Comme son nom l'indique, cette biographie ne retrace pas toute la vie de Paul Auster. Si vous souhaitez connaître le passé de l'écrivain dans ses moindres détails, vous pouvez notamment consulter l'ouvrage de Gérard de Cortanze, La solitude du labyrinthe (Actes Sud), ou bien lire l'autobiographie d'Auster, intitulée Le Diable par la queue (1996). Contrairement à d'autres écrivains, Paul Auster n'a pas fait un grand usage des scènes oniriques dans ses romans. Il a fallu attendre le dernier en date, Tombouctou, pour cela. La psychanalyse a montré que les rêves avaient des contenus fortement autobiographiques, étaient constitués d'éléments réels de notre vie à l'état d'éveil, mais réorganisés de façon plus ou moins différente. C'est le but de cette courte biographie de relier des événements de la vie de Paul Auster avec son oeuvre, afin de mettre en évidence leurs interactions.

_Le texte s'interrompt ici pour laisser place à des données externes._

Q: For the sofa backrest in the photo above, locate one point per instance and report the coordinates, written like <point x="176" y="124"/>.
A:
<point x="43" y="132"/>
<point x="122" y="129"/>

1947 : Naissance à Newark, New Jersey, le 3 février. Le moins que nous puissions faire dans cette biographie dite "sélective" était de mentionner la naissance de celui qui allait plus tard devenir le célèbre auteur de la Trilogie new yorkaise. Une des raisons pour lesquelles il est important d'insister sur cette naissance, c'est que toute l'oeuvre de Paul Auster fait de l'identité, de l'être, un thème central. Central parce que tout part de là. Plus que chez tout autre écrivain, Auster accorde aux éléments autobiographiques, à sa vie propre, une importance particulière. Tout lecteur qui s'intéresse un tant soit peu à l'oeuvre d'Auster doit se tenir prêt à aller gratter sous la peinture de ses fictions afin de trouver le tableau original, celui sur lequel repose toutes les autres couches : la vie réelle.

"Chaque homme est l'auteur de sa propre vie." Moon Palace

1963 :Travaille pendant l'été dans un camp de vacances, au nord de l'Etat de New York. C'est là qu'il entre en contact avec les clochards, les sans-foyers, avec toute une frange de la population vivant en parallèle de celle dite "normale".

"A plusieurs reprises, j'entendis des gens se moquer de moi, et une ou deux fois je remarquai des enfants qui me montraient du doigt, en disant à leur mère de regarder ce drôle de bonhomme qui mangeait des ordures." Moon Palace

1964 : Divorce des parents et éclatement de la cellule familiale. Première preuve dans la vie de l'enfant que l'ordre est quelque chose de fragile. L'existence est loin d'être uniforme, le chaos constamment présent.

"A tout moment, quatre ou cinq dialogues distincts coexistaient, mais comme les gens ne parlaient pas nécessairement à ceux qui étaient assis à leurs côtés, ces dialogues s'entrecroisaient, provoquant des échanges abrupts de partenaires [...]." Léviathan

1965 : Premier séjour à Paris. Paul Auster habite une chambre de bonne dans le treizième arrondissement. Expérience fondatrice puisque tous ses romans seront plus ou moins imprégnés de ce thème de la chambre, de l'enfermement qui en fait n'en est pas un. Ou comment faire d'un lieu clos et exigü un espace ouvert, voire infini.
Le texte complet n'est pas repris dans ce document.